Apoyando la espalda en la puerta, Fattush muestra una atención no por muda menos interesada.

—Entre mis obligaciones a bordo —arranca por fin el chaval— se encuentra la de hacer la ronda, un par de veces al día, para revisar los equipajes de mis patronas. Ocupan tres cabinas, en la cubierta inferior. Aunque les parezca una exageración, tratándose de un crucero de pocos días, necesitan una considerable cantidad de prendas y accesorios. Cajas y más cajas con pelucas para Lady Roxana. Lady Margaret, por su enfermedad, precisa de muchos complementos. Trajimos una silla de ruedas de repuesto, dos corsés de los que usa para que su espalda soporte las fatigas del viaje…, medicamentos… Aunque los más imprescindibles están en su camarote, cerca de ella, por si los necesita en plena noche (algunos los lleva en el bolso de mano, con el que duerme y no permite que nadie lo toque), en este tipo de traslado nos acompaña un botiquín muy bien surtido. Una de mis responsabilidades consiste en que todo se encuentre en su sitio, y listo para ser usado. Tabia y Halima, las sirvientas, disponen de llave para entrar y salir a su antojo.

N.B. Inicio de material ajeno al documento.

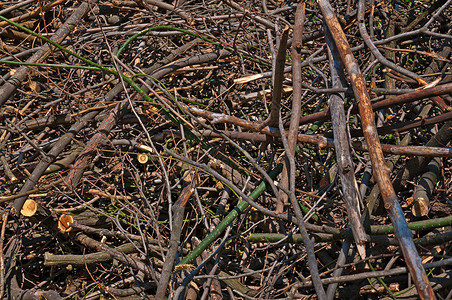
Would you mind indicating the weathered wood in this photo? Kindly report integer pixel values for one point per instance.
(342, 149)
(380, 171)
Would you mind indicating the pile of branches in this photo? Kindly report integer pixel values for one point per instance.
(224, 149)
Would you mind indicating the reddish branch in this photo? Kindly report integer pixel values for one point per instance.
(398, 100)
(380, 171)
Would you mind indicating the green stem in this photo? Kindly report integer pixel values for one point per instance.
(229, 219)
(188, 32)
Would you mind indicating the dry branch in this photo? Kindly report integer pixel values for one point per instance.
(380, 171)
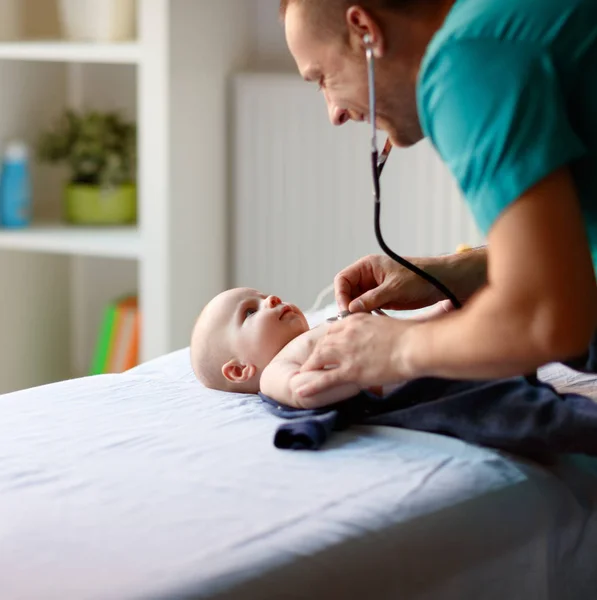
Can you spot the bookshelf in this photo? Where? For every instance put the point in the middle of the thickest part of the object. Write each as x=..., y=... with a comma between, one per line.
x=56, y=279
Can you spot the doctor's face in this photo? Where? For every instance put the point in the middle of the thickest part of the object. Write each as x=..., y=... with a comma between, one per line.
x=337, y=65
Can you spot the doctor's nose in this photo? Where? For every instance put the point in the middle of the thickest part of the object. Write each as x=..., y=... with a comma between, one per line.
x=338, y=116
x=272, y=301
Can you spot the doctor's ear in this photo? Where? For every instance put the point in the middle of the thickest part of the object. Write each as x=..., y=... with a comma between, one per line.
x=364, y=30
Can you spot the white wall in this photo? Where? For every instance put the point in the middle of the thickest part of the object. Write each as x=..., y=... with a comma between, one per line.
x=270, y=49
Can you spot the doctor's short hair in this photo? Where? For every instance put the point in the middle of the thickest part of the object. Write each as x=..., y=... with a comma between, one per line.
x=330, y=13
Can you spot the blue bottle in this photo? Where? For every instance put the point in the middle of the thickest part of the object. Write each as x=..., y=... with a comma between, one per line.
x=15, y=187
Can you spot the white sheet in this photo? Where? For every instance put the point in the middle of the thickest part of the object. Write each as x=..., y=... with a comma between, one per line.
x=146, y=485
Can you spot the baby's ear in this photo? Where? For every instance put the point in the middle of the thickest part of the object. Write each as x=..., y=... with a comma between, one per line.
x=235, y=372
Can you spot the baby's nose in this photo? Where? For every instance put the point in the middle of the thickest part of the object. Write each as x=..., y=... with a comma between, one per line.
x=273, y=301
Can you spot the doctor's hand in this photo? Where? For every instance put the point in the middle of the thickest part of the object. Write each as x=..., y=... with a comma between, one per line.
x=364, y=350
x=377, y=281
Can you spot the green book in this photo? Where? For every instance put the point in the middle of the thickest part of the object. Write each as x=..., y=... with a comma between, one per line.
x=104, y=342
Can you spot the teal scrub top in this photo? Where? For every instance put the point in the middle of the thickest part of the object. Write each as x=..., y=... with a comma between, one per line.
x=507, y=93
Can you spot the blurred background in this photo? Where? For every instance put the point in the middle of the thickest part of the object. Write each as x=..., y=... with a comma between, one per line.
x=156, y=152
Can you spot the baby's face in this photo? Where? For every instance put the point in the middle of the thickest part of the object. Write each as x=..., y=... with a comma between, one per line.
x=259, y=326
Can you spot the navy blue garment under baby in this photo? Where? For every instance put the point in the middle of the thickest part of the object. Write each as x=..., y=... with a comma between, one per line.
x=518, y=415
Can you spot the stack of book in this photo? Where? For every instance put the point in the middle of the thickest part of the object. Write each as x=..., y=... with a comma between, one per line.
x=117, y=346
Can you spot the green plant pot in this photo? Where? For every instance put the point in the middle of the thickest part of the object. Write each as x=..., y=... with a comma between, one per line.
x=92, y=205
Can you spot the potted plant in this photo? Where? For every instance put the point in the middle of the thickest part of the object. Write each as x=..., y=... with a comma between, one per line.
x=100, y=150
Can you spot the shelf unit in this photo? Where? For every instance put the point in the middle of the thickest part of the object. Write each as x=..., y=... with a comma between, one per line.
x=64, y=51
x=57, y=238
x=55, y=278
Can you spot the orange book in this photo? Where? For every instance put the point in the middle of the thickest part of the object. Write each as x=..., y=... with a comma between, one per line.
x=121, y=353
x=132, y=356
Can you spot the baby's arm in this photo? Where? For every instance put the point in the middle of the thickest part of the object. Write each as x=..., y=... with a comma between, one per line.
x=282, y=378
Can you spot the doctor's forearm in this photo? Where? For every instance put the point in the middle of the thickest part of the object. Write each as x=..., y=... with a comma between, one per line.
x=463, y=273
x=489, y=338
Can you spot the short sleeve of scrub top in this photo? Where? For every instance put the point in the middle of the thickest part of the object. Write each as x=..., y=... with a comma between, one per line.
x=496, y=114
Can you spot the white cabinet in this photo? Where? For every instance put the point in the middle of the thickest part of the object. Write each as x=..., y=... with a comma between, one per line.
x=55, y=279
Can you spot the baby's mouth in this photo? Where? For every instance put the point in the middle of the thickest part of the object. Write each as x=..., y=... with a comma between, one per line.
x=285, y=311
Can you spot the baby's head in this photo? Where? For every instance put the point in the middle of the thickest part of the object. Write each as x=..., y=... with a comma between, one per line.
x=238, y=334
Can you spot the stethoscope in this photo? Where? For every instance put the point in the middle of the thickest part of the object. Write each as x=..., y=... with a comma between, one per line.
x=378, y=162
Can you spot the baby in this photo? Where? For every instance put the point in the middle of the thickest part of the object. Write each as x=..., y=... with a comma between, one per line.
x=245, y=341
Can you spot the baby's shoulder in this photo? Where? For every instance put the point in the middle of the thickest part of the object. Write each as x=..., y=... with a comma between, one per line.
x=301, y=346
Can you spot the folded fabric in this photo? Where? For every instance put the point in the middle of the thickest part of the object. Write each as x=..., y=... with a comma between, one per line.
x=517, y=415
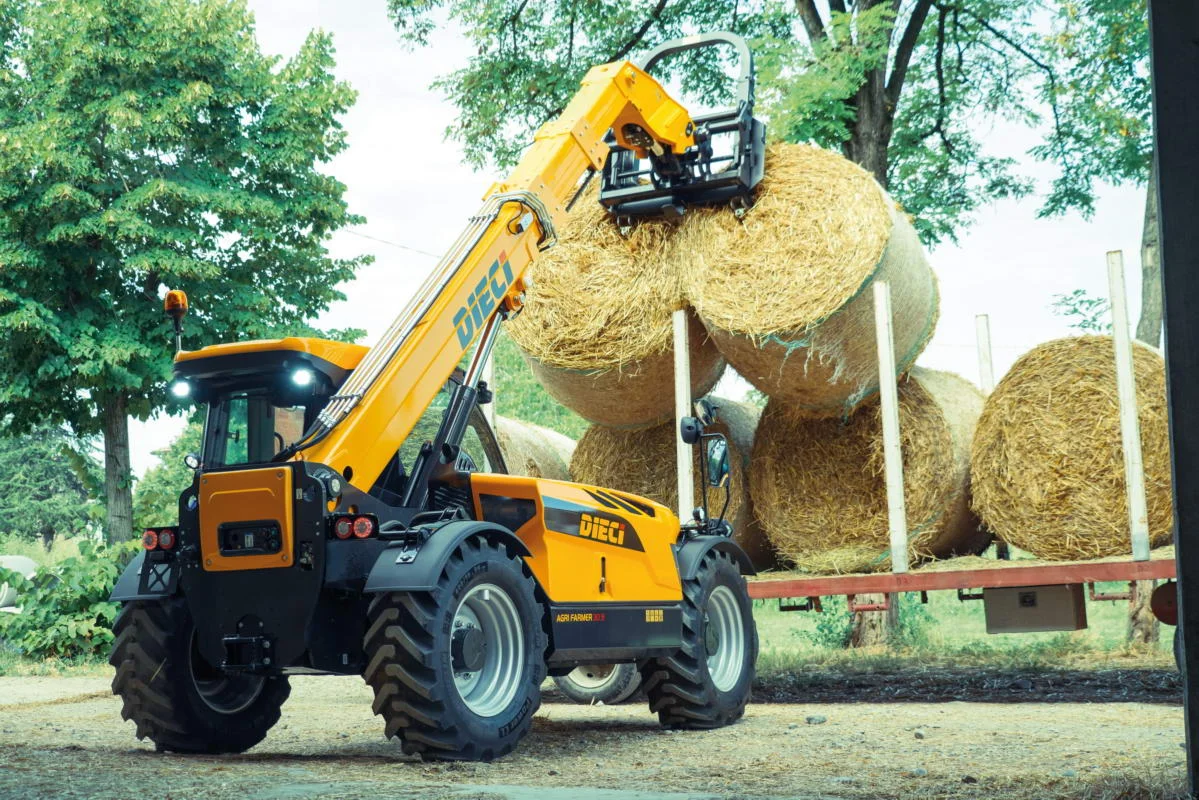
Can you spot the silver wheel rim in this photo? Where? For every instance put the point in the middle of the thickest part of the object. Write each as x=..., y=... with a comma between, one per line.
x=222, y=692
x=724, y=623
x=592, y=677
x=488, y=690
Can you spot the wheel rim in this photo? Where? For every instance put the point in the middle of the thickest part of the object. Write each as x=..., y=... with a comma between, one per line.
x=592, y=677
x=222, y=692
x=725, y=638
x=488, y=689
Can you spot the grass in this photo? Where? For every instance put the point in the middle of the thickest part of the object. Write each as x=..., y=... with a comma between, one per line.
x=31, y=548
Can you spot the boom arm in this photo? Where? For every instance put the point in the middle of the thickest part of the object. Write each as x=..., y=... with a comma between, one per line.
x=483, y=275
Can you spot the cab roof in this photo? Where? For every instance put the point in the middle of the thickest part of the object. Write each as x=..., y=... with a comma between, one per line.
x=339, y=354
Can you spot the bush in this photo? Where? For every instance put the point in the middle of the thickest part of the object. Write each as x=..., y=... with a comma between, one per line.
x=65, y=609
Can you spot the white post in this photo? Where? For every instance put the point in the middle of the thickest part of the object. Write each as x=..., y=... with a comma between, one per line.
x=1130, y=426
x=892, y=451
x=986, y=372
x=489, y=379
x=682, y=408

—No tiene que ser fácil trabajar para las cuñadas —simpatiza Diana.

—No, señora. Pero, gracias a Dios, este empleo da para mantenerme a mí y a mi familia. Somos muchos en casa, y no sabe cómo se agradece una boca menos que, además, aporta algo de dinero. Y yo prefiero este trabajo a arrastrar camellos para turistas, o a no hacer nada en la calle, como tantos otros.

Si los jóvenes juntaran sus fuerzas, se dice la ex reportera, si se unieran… Porque ¿no son las de este chico, Haggar, frustraciones idénticas a las de Ismail, el lingüista obligado a hacer de guía? ¿No comparten ellos, como tantos millones de egipcios, aspiraciones y desesperanzas?

—Ayer, antes del almuerzo, Lady Roxana me envió a buscar su peluca verde. Hacía rato que me aguantaba una necesidad, de modo que, nada más entrar, y sin ni siquiera prender la luz, me metí en el baño. Estaba a punto de abrir el grifo para lavarme las manos cuando escuché, fuera, el chasquido de una llave al girar en la cerradura. A oscuras, y con mucho cuidado, abrí la puerta del baño lo mínimo para ver qué ocurría en el camarote. ¿Era una de las doncellas, enviada para recoger algo que cualquiera de las ladies pudo exigir en el último momento? ¿Se trataba de un ladrón? Bien sé que este barco es muy seguro, y que la vigilancia por parte de la dirección es estricta. Sin embargo, ¿acaso el año pasado no se produjo, aquí mismo, una extraña muerte? ¿Quién puede aseverar que no se ha aflojado el control? ¿Se encontrará entre nosotros, mientras recorremos incautamente el Nilo, algún amigo de lo ajeno? ¿O querría alguien del pasaje hacerse (aunque no alcanzo a entender por qué) con alguna de las pelucas de mi ama? No debe de resultar difícil sobornar a un empleado poco escrupuloso y peor pagado para que facilite copia de la llave de un camarote.